The announcement comes one day after EU member states approved sanctions on a partly overlapping list of four senior Russian justice and law enforcement officials involved in his detention.
The targeted Russians will be restricted from traveling either to the European Union or the United States, with any assets in the Western nations frozen.
The Biden administration said it will also restrict certain exports to Russia as it vowed a harder line than defeated president Donald Trump, who voiced admiration for Putin.
"We will take the appropriate actions as we see fit to make very clear that this kind of conduct is unacceptable for us, and we'll do it with our allies and partners," Secretary of State Antony Blinken said in an interview released Tuesday.
Hardening US stance
The Kremlin earlier Tuesday denounced moves to impose sanctions.
"Those who continue to depend on these measures should probably give it some thought: are they achieving some goal by continuing such a policy?" Kremlin spokesman Dmitry Peskov said.
"The answer will be obvious: such a policy does not achieve its goals."

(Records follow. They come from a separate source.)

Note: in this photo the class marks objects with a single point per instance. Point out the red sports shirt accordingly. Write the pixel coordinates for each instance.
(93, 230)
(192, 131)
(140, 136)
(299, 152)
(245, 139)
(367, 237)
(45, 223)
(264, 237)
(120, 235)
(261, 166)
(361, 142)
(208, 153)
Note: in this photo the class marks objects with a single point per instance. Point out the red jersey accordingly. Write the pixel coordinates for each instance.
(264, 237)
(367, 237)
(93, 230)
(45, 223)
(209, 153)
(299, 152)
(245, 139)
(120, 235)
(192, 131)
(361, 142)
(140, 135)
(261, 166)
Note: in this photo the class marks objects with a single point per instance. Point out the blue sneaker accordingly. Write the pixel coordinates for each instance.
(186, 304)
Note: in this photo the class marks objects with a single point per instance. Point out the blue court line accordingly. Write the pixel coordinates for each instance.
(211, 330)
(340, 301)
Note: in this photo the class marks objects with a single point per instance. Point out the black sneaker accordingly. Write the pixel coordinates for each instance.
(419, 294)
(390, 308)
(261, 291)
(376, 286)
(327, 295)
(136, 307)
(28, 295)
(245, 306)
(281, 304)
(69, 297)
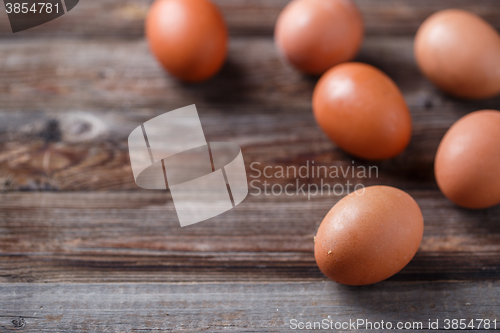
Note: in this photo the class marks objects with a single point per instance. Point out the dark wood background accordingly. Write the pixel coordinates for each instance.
(82, 248)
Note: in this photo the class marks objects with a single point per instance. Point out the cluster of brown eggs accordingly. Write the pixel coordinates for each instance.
(364, 238)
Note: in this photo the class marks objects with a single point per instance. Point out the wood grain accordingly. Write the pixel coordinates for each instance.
(125, 19)
(89, 96)
(135, 236)
(215, 307)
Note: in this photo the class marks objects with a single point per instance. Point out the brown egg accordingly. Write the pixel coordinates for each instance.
(363, 111)
(367, 237)
(188, 37)
(315, 35)
(460, 53)
(467, 165)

The Biden administration has vowed a clear-eyed view on Russia without either Trump's sweet spot for Putin or former president Barack Obama's initial attempt to "reset" relations.
But Biden also quickly extended New START, the last major nuclear reduction treaty between the Cold War powers.
"We're not seeking to escalate, we're not seeking to reset; we are seeking stability and predictability and areas of constructive work with Russia where it's in our interest to do that," one of the officials told reporters.
Officials said that the United States would in the coming weeks also roll out intelligence assessments on other points of concern with Russia.
The rows include allegations that Russia paid Taliban-linked militants bounties to kill US troops in Afghanistan, and early indications that Moscow was behind the massive SolarWinds hack that devastated US agencies and businesses.
Navalny, 44, fell violently ill when he was taking a domestic flight.
He was rushed to treatment in Germany where doctors said he had been poisoned with Novichok, a nerve agent developed by Soviet researchers and which was also blamed in a 2018 attack in England against Russian double-agent Sergei Skripal and his daughter Yulia.
After recuperating, Navalny defiantly returned to Moscow in January and was immediately arrested.
He was sent to the penal colony east of the Russian capital as a judge ruled that while in Germany he violated terms of parole in a suspended sentence over a 2014 fraud case, which critics say was trumped up.
Navalny has persisted in needling Putin, releasing a viral video that purported to show a palatial Black Sea residence belonging to the president, who was forced to deny publicly that it was his.